Ensuring apex predators like the eastern indigo snake are able to do their important snake-y duties to keep their habitats balanced is imperative to ensuring that preserved lands are robust and healthy for all inhabitants.

This homecoming is first of many

A teenage girl holds an Eastern Indigo Snake next to a Nature Conservancy sign.
Years of studies and conservation work have gone into the eastern indigo snake's reintroduction. (Photo: Dirk Stevenson/The Nature Conservancy)

The reintroduction took place at The Nature Conservancy's Apalachicola Bluffs and Ravines Preserve, and this release is the start of a 10-year commitment to annual releases — that means over the next decade, more eastern indigo snakes will be released each year. The preserve covers over 6,200 acres of land in northern Florida’s Liberty County and includes longleaf pine landscape and other environmentally important features, like steephead ravines and streams, which lead to the Apalachicola River. The preserve lies in the center of "one of five biological hotspots in North America," according to The Nature Conservancy.

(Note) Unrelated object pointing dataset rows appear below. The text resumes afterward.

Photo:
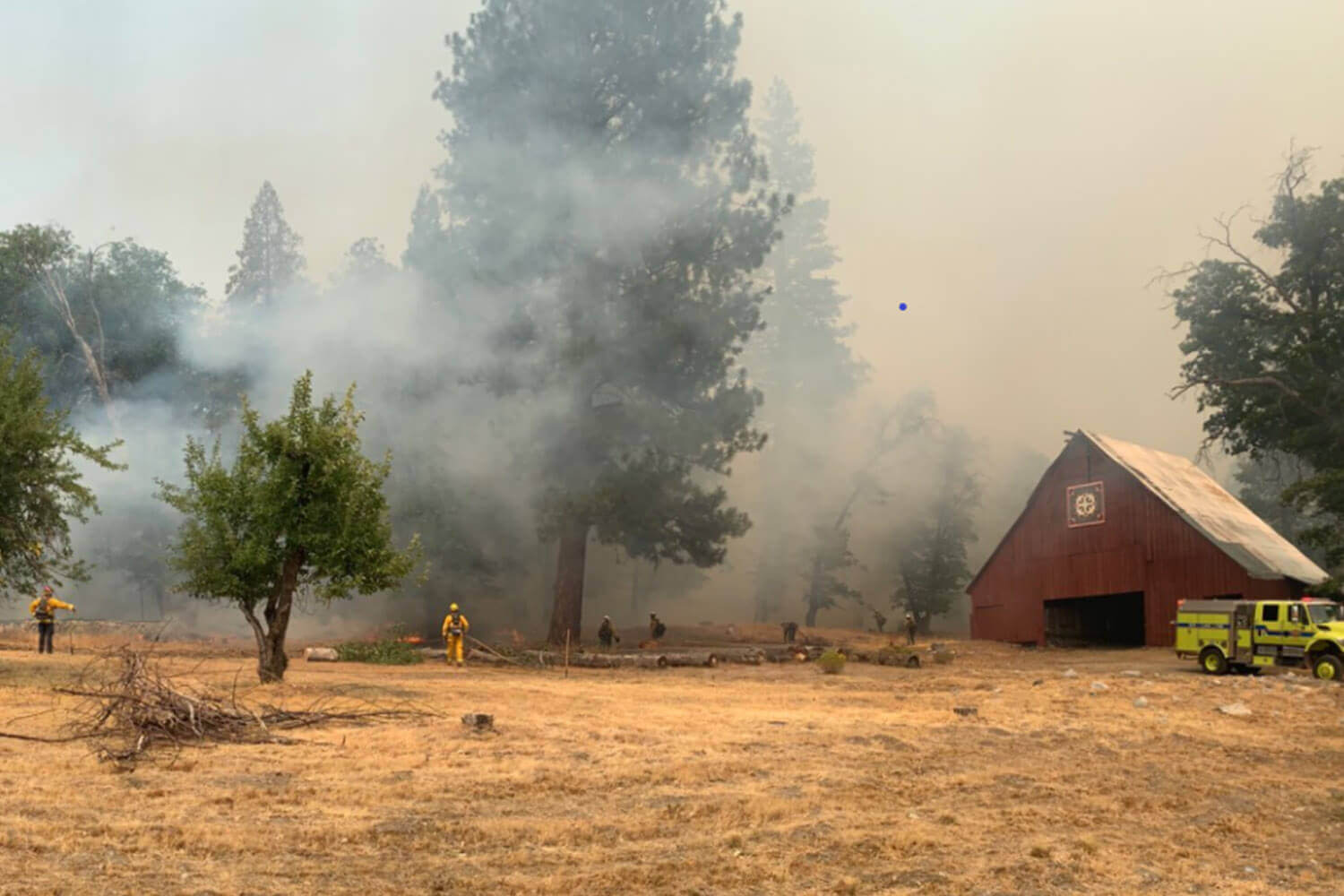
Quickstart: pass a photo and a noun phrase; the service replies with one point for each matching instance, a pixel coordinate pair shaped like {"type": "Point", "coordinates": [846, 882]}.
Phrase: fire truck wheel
{"type": "Point", "coordinates": [1212, 661]}
{"type": "Point", "coordinates": [1328, 668]}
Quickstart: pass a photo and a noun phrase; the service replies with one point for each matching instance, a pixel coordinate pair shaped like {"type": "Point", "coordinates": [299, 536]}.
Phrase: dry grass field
{"type": "Point", "coordinates": [739, 780]}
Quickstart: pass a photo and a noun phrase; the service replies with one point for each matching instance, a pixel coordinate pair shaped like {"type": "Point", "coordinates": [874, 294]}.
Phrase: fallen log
{"type": "Point", "coordinates": [494, 659]}
{"type": "Point", "coordinates": [706, 659]}
{"type": "Point", "coordinates": [750, 657]}
{"type": "Point", "coordinates": [790, 654]}
{"type": "Point", "coordinates": [605, 659]}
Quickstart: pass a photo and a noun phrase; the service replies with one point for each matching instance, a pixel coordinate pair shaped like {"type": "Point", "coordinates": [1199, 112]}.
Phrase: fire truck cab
{"type": "Point", "coordinates": [1250, 634]}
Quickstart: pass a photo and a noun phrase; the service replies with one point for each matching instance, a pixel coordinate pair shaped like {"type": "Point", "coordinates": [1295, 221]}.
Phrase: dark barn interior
{"type": "Point", "coordinates": [1107, 621]}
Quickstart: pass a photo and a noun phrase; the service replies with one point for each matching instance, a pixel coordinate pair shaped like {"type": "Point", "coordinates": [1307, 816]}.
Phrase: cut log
{"type": "Point", "coordinates": [605, 659]}
{"type": "Point", "coordinates": [698, 659]}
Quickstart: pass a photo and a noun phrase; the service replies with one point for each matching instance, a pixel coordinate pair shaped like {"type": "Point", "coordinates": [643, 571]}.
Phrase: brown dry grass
{"type": "Point", "coordinates": [733, 780]}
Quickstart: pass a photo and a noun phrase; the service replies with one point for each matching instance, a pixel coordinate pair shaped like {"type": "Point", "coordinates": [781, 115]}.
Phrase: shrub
{"type": "Point", "coordinates": [387, 651]}
{"type": "Point", "coordinates": [831, 661]}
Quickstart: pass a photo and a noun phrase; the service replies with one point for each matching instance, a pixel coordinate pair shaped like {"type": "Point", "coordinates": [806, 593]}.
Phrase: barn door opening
{"type": "Point", "coordinates": [1110, 621]}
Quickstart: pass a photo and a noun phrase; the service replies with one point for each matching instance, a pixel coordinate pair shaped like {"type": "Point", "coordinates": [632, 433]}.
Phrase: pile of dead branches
{"type": "Point", "coordinates": [129, 707]}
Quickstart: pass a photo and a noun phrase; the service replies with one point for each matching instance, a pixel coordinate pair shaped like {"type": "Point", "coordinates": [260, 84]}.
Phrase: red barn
{"type": "Point", "coordinates": [1112, 538]}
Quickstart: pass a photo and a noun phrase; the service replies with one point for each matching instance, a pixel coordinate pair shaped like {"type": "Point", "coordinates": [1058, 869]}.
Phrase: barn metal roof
{"type": "Point", "coordinates": [1211, 511]}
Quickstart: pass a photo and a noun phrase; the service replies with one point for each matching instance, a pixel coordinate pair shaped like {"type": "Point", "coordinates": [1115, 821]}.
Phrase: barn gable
{"type": "Point", "coordinates": [1125, 532]}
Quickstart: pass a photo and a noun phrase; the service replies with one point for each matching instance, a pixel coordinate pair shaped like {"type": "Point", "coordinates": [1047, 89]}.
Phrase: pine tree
{"type": "Point", "coordinates": [607, 191]}
{"type": "Point", "coordinates": [801, 362]}
{"type": "Point", "coordinates": [932, 557]}
{"type": "Point", "coordinates": [269, 260]}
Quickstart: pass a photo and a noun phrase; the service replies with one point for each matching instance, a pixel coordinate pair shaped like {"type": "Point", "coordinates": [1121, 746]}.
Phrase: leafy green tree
{"type": "Point", "coordinates": [300, 509]}
{"type": "Point", "coordinates": [830, 554]}
{"type": "Point", "coordinates": [102, 319]}
{"type": "Point", "coordinates": [932, 556]}
{"type": "Point", "coordinates": [40, 485]}
{"type": "Point", "coordinates": [1262, 481]}
{"type": "Point", "coordinates": [269, 261]}
{"type": "Point", "coordinates": [605, 188]}
{"type": "Point", "coordinates": [801, 360]}
{"type": "Point", "coordinates": [1263, 344]}
{"type": "Point", "coordinates": [366, 265]}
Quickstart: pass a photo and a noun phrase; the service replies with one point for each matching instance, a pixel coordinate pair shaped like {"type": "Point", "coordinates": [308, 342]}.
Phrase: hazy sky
{"type": "Point", "coordinates": [1016, 172]}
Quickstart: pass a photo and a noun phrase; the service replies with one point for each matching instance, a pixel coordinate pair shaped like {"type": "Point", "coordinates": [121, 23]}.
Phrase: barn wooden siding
{"type": "Point", "coordinates": [1142, 546]}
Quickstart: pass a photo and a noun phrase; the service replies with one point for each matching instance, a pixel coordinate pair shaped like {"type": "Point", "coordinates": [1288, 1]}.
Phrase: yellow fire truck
{"type": "Point", "coordinates": [1249, 634]}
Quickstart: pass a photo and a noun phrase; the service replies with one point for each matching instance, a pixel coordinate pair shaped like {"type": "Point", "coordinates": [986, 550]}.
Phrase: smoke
{"type": "Point", "coordinates": [1016, 193]}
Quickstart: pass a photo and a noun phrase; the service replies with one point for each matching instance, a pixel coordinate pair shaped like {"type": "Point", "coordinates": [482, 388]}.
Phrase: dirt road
{"type": "Point", "coordinates": [693, 780]}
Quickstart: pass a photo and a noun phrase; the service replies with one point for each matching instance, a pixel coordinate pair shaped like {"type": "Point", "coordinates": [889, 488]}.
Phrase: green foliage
{"type": "Point", "coordinates": [112, 312]}
{"type": "Point", "coordinates": [605, 187]}
{"type": "Point", "coordinates": [1262, 479]}
{"type": "Point", "coordinates": [800, 360]}
{"type": "Point", "coordinates": [300, 509]}
{"type": "Point", "coordinates": [40, 487]}
{"type": "Point", "coordinates": [269, 261]}
{"type": "Point", "coordinates": [386, 651]}
{"type": "Point", "coordinates": [831, 661]}
{"type": "Point", "coordinates": [932, 556]}
{"type": "Point", "coordinates": [831, 556]}
{"type": "Point", "coordinates": [1262, 349]}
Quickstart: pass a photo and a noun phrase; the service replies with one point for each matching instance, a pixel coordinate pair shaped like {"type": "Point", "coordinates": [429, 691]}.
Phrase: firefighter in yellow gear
{"type": "Point", "coordinates": [454, 633]}
{"type": "Point", "coordinates": [43, 608]}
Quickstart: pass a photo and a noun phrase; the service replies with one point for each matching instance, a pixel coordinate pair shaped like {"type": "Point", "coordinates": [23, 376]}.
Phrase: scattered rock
{"type": "Point", "coordinates": [1150, 877]}
{"type": "Point", "coordinates": [478, 721]}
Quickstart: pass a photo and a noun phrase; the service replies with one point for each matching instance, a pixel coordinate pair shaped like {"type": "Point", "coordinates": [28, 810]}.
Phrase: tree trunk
{"type": "Point", "coordinates": [570, 564]}
{"type": "Point", "coordinates": [814, 595]}
{"type": "Point", "coordinates": [271, 641]}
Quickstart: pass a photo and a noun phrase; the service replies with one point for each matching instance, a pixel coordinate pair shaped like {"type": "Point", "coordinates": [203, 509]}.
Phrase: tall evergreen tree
{"type": "Point", "coordinates": [605, 187]}
{"type": "Point", "coordinates": [1262, 349]}
{"type": "Point", "coordinates": [801, 360]}
{"type": "Point", "coordinates": [269, 260]}
{"type": "Point", "coordinates": [932, 556]}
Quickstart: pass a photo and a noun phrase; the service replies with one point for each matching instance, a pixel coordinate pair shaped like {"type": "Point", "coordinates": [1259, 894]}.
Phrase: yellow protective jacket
{"type": "Point", "coordinates": [53, 603]}
{"type": "Point", "coordinates": [456, 624]}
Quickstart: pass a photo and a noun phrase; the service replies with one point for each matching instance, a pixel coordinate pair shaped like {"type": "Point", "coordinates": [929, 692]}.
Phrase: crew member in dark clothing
{"type": "Point", "coordinates": [607, 634]}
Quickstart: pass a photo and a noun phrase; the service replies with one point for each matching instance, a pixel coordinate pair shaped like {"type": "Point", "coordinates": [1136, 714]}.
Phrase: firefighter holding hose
{"type": "Point", "coordinates": [45, 611]}
{"type": "Point", "coordinates": [454, 633]}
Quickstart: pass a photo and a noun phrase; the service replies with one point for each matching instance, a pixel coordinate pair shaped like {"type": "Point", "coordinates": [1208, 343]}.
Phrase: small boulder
{"type": "Point", "coordinates": [478, 721]}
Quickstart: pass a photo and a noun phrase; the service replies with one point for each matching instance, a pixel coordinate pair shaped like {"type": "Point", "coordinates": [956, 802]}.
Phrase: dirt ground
{"type": "Point", "coordinates": [739, 780]}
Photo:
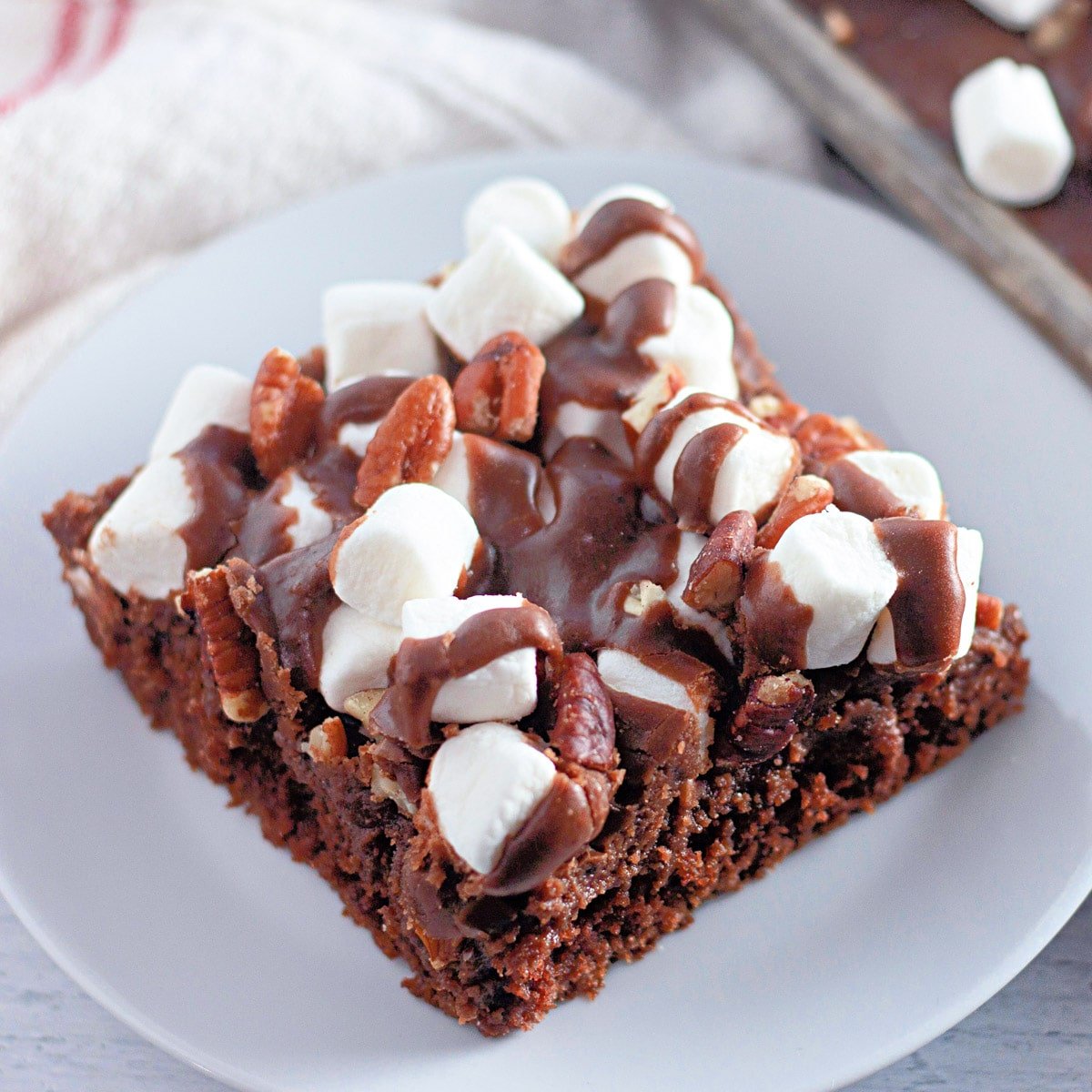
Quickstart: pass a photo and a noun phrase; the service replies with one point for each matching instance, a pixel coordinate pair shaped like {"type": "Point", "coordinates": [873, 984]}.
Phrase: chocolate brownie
{"type": "Point", "coordinates": [531, 611]}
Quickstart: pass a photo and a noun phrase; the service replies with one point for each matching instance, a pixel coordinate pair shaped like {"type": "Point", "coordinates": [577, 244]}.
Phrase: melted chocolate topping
{"type": "Point", "coordinates": [217, 467]}
{"type": "Point", "coordinates": [927, 606]}
{"type": "Point", "coordinates": [621, 219]}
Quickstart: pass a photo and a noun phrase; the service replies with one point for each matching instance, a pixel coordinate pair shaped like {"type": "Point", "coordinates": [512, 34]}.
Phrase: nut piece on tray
{"type": "Point", "coordinates": [530, 610]}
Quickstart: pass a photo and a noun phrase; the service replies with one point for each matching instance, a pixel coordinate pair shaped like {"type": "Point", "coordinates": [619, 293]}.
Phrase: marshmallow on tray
{"type": "Point", "coordinates": [1009, 134]}
{"type": "Point", "coordinates": [813, 601]}
{"type": "Point", "coordinates": [356, 655]}
{"type": "Point", "coordinates": [414, 543]}
{"type": "Point", "coordinates": [136, 546]}
{"type": "Point", "coordinates": [378, 328]}
{"type": "Point", "coordinates": [531, 207]}
{"type": "Point", "coordinates": [505, 689]}
{"type": "Point", "coordinates": [877, 484]}
{"type": "Point", "coordinates": [1016, 15]}
{"type": "Point", "coordinates": [207, 396]}
{"type": "Point", "coordinates": [503, 285]}
{"type": "Point", "coordinates": [753, 465]}
{"type": "Point", "coordinates": [485, 782]}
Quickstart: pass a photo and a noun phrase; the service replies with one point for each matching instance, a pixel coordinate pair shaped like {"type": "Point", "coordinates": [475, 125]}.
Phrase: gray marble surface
{"type": "Point", "coordinates": [1036, 1035]}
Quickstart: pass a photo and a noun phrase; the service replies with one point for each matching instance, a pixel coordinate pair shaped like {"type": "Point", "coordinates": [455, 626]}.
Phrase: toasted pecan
{"type": "Point", "coordinates": [284, 410]}
{"type": "Point", "coordinates": [497, 392]}
{"type": "Point", "coordinates": [410, 442]}
{"type": "Point", "coordinates": [228, 645]}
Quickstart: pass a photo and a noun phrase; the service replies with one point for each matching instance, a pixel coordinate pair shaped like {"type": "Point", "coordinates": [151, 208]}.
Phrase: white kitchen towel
{"type": "Point", "coordinates": [130, 131]}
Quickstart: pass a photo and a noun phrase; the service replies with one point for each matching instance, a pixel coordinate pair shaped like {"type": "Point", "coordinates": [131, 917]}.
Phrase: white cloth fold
{"type": "Point", "coordinates": [210, 113]}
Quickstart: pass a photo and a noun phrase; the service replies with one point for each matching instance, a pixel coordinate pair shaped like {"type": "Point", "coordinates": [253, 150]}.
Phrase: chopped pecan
{"type": "Point", "coordinates": [768, 719]}
{"type": "Point", "coordinates": [410, 442]}
{"type": "Point", "coordinates": [989, 612]}
{"type": "Point", "coordinates": [716, 576]}
{"type": "Point", "coordinates": [583, 715]}
{"type": "Point", "coordinates": [228, 647]}
{"type": "Point", "coordinates": [823, 438]}
{"type": "Point", "coordinates": [497, 393]}
{"type": "Point", "coordinates": [805, 496]}
{"type": "Point", "coordinates": [284, 410]}
{"type": "Point", "coordinates": [327, 741]}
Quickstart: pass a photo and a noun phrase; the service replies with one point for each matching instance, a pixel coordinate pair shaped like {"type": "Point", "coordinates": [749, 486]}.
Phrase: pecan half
{"type": "Point", "coordinates": [583, 715]}
{"type": "Point", "coordinates": [805, 496]}
{"type": "Point", "coordinates": [716, 576]}
{"type": "Point", "coordinates": [497, 393]}
{"type": "Point", "coordinates": [823, 438]}
{"type": "Point", "coordinates": [284, 410]}
{"type": "Point", "coordinates": [770, 713]}
{"type": "Point", "coordinates": [410, 442]}
{"type": "Point", "coordinates": [228, 647]}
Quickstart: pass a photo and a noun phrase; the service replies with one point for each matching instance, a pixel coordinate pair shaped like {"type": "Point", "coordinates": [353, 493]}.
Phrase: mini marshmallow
{"type": "Point", "coordinates": [136, 545]}
{"type": "Point", "coordinates": [503, 285]}
{"type": "Point", "coordinates": [531, 207]}
{"type": "Point", "coordinates": [642, 257]}
{"type": "Point", "coordinates": [907, 476]}
{"type": "Point", "coordinates": [506, 689]}
{"type": "Point", "coordinates": [1016, 15]}
{"type": "Point", "coordinates": [699, 343]}
{"type": "Point", "coordinates": [207, 396]}
{"type": "Point", "coordinates": [632, 191]}
{"type": "Point", "coordinates": [1009, 134]}
{"type": "Point", "coordinates": [969, 549]}
{"type": "Point", "coordinates": [574, 419]}
{"type": "Point", "coordinates": [485, 784]}
{"type": "Point", "coordinates": [378, 328]}
{"type": "Point", "coordinates": [414, 543]}
{"type": "Point", "coordinates": [754, 470]}
{"type": "Point", "coordinates": [834, 562]}
{"type": "Point", "coordinates": [356, 655]}
{"type": "Point", "coordinates": [312, 522]}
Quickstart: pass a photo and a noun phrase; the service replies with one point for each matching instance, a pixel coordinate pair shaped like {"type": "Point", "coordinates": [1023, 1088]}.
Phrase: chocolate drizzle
{"type": "Point", "coordinates": [423, 666]}
{"type": "Point", "coordinates": [217, 467]}
{"type": "Point", "coordinates": [927, 605]}
{"type": "Point", "coordinates": [621, 219]}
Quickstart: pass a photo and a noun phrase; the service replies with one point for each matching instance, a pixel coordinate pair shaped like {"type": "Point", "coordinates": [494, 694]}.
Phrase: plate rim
{"type": "Point", "coordinates": [1066, 902]}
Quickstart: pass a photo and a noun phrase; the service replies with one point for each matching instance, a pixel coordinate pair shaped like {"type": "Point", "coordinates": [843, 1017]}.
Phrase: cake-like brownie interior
{"type": "Point", "coordinates": [678, 707]}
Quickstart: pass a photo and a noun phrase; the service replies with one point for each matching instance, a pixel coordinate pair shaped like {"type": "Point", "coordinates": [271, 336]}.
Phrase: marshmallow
{"type": "Point", "coordinates": [833, 561]}
{"type": "Point", "coordinates": [642, 257]}
{"type": "Point", "coordinates": [356, 655]}
{"type": "Point", "coordinates": [910, 479]}
{"type": "Point", "coordinates": [531, 207]}
{"type": "Point", "coordinates": [754, 470]}
{"type": "Point", "coordinates": [574, 419]}
{"type": "Point", "coordinates": [506, 689]}
{"type": "Point", "coordinates": [502, 287]}
{"type": "Point", "coordinates": [207, 396]}
{"type": "Point", "coordinates": [136, 546]}
{"type": "Point", "coordinates": [485, 784]}
{"type": "Point", "coordinates": [632, 191]}
{"type": "Point", "coordinates": [969, 550]}
{"type": "Point", "coordinates": [311, 522]}
{"type": "Point", "coordinates": [1016, 15]}
{"type": "Point", "coordinates": [1010, 137]}
{"type": "Point", "coordinates": [414, 543]}
{"type": "Point", "coordinates": [699, 343]}
{"type": "Point", "coordinates": [356, 436]}
{"type": "Point", "coordinates": [378, 328]}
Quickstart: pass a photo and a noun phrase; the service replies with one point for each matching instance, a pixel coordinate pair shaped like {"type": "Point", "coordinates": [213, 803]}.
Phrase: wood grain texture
{"type": "Point", "coordinates": [915, 172]}
{"type": "Point", "coordinates": [1036, 1035]}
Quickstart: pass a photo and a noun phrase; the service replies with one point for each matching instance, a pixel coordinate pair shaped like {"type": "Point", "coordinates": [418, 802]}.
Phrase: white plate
{"type": "Point", "coordinates": [177, 915]}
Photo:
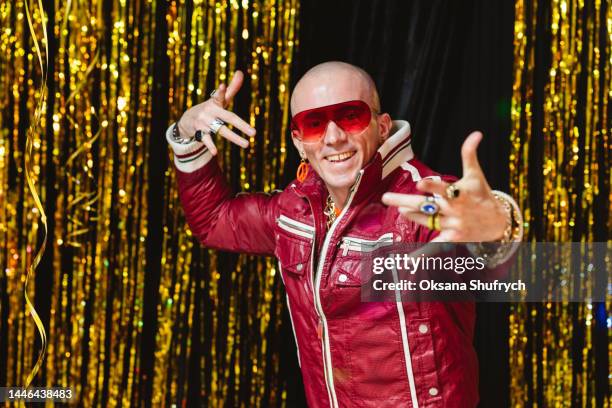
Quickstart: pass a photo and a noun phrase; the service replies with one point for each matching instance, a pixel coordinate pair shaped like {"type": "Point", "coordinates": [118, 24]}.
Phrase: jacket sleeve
{"type": "Point", "coordinates": [218, 218]}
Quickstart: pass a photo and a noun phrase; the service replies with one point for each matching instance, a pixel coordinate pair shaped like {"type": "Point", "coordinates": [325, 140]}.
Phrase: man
{"type": "Point", "coordinates": [363, 185]}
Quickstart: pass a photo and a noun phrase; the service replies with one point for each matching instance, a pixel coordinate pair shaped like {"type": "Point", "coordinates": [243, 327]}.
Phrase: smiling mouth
{"type": "Point", "coordinates": [336, 158]}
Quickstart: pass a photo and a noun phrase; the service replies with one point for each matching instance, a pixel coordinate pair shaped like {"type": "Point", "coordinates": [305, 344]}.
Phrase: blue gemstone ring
{"type": "Point", "coordinates": [429, 206]}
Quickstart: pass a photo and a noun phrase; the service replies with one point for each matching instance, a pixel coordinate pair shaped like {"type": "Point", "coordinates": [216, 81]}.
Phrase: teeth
{"type": "Point", "coordinates": [340, 157]}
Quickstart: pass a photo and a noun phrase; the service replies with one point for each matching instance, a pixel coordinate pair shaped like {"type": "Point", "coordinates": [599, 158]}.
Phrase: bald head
{"type": "Point", "coordinates": [333, 82]}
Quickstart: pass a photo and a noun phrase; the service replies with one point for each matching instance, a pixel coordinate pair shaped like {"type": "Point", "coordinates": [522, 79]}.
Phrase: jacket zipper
{"type": "Point", "coordinates": [322, 330]}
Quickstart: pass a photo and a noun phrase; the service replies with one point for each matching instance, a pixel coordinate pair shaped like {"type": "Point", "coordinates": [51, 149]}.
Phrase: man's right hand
{"type": "Point", "coordinates": [199, 117]}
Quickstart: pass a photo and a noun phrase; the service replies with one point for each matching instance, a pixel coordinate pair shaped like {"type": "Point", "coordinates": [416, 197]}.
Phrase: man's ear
{"type": "Point", "coordinates": [298, 144]}
{"type": "Point", "coordinates": [384, 126]}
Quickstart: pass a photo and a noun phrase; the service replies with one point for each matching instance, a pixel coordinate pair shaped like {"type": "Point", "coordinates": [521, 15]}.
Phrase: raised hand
{"type": "Point", "coordinates": [475, 215]}
{"type": "Point", "coordinates": [200, 117]}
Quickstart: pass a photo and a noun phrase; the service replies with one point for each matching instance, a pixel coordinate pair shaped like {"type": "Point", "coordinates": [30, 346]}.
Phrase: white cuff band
{"type": "Point", "coordinates": [188, 157]}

You may have heard about the importance of the longleaf pine ecosystem before — it's one of the most diverse in the world, though only 5 percent of its original lands remain intact. Due to the number and type of species that thrive in this landscape, it's home to a high number of threatened plants and animals. The good news is that restoration has been possible, and both private and public landowners have preserved more than 100,000 acres so far.

“The eastern indigo snake has been listed as threatened under the Endangered Species Act since 1978, and today’s release is an important milestone in our efforts toward recovering this important reptile,” said Cindy Dohner, regional director for the U.S. Fish and Wildlife Service (USFWS) in a release.

A man with a girl holding a snake.
The eastern indigo snake can grow to be 8 or 9 feet long, and the apex predator's favorite meal is other snakes. (Photo: K. Flournoy/The Nature Conservancy)

The eastern indigo snake is so-named because in the sunshine, its scales do indeed look dark blue. The snake grows to be up to 8 or 9 feet long, making it the United States' longest native snake. While today its range is restricted and occurs in patches here and there, historically, the snake's range included "... the southernmost tip of South Carolina west through southern Georgia, Alabama, into eastern Mississippi, and throughout Florida," according to The Nature Conservancy.

A large number of people and organizations came together to make this reintroduction happen, and they'll continue to make the eastern indigo snake reintroduction a success.